If we write out the lagrangian including arbitrary scalings for $A$ and $\psi$ and I also put in a constant $Z_e$ to let the charge scale \begin{equation} \mathcal{L} =-\frac{1}{4} Z_1 F_{\mu\nu} F^{\mu\nu} + i Z_2\bar{\psi}\gamma^\mu\partial_\mu \psi + \sqrt{Z_1}Z_2 Z_e e \bar{\psi} \gamma^\mu A_\mu \psi \end{equation}
$Z_1,Z_2$ and $Z_e$ are all fixed by renormalization to cancel the divergent parts of the loop integrals.
The ward identity says that $Z_2=\sqrt{Z_1}Z_2 Z_e$, or in other words
\begin{equation} Z_e=\frac{1}{\sqrt{Z_1}} \end{equation}
Since $Z_1$ as I have defined it leads to a residue $1/\sqrt{Z_1}$ in the photon propagator, this is equivalent to the equation you wrote above. (by the way this factor of $1/\sqrt{Z_1}$ will appear on all photon propagators, not just the on shell ones).
Note that as a consequence of the ward identity I can rewrite the last two terms in the lagrangian as
\begin{equation} i Z_2\bar{\psi}\gamma^\mu\partial_\mu \psi + \sqrt{Z_1}Z_2 Z_e e \bar{\psi} \gamma^\mu A_\mu \psi= Z_2 i\bar{\psi}\gamma^\mu(\partial_\mu -i e A_\mu)\psi \end{equation}
The right hand side is the gauge covariant derivative.
So when you adjust $Z_1$ to fix the norm of the photon's propagator to 1 (to match the LSZ formula and so forth), you also must adjust the electric charge by an appropriate amount. Alternatively you could go and compute the $eA\bar{e}$ three point function (using a regulator that preserves the gauge invariance, such as dim reg) and you would find that you had to renormalize it by this amount (which amounts to a of the ward identity at 1-loop).
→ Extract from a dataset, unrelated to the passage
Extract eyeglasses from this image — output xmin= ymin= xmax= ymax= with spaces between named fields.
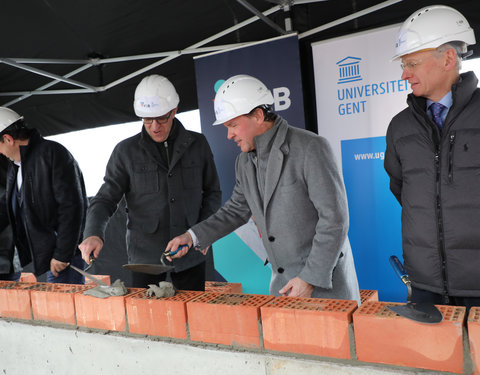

Bonus comment: The constant $Z_1$ which appears in the lagrangian is a 'wave function renormalization', its just a rescaling of the field $A$ by $A\rightarrow \sqrt{Z_1} A$. How do we know what the right value for $Z_1$ is? It's a convention, and the convention is fixed by the LSZ formula. The LSZ formula tells you how to compute observables, and its based on a convention where the photon propagator has residue 1. So if there were no quantum corrections we would set $Z_1=1$. Loops correct the action, so we have to pick a value of $Z_1$ to cancel off the loop contributions. The total $Z$, $Z=Z_1+Z_{loops}$, will end up equaling 1, but we pick $Z_1$ to cancel out the loop contributions. However, we are using $Z_1$ in our definition of the free photon theory around which we are perturbing, and so we have to use $Z_1$ consistently every time we use a photon propagator. (There are actually many conventions for exactly where you put things, this is just one way to think of it.) However, worrying about putting factors of $Z_1$ on photon propagators (or choosing a convention where you put those factors somewhere else) only really starts mattering if you do higher loops, because $Z_1-1$ is already $O(\hbar)$. At your level the main point to realize is what's going on conceptually: the $Z_1$ in the action sets the size of ALL photon propagators (because its really the overall normalization of the photon field). We use the LSZ formula to fix the normalization, but that fixes the normalization for all propagators, not just the external ones.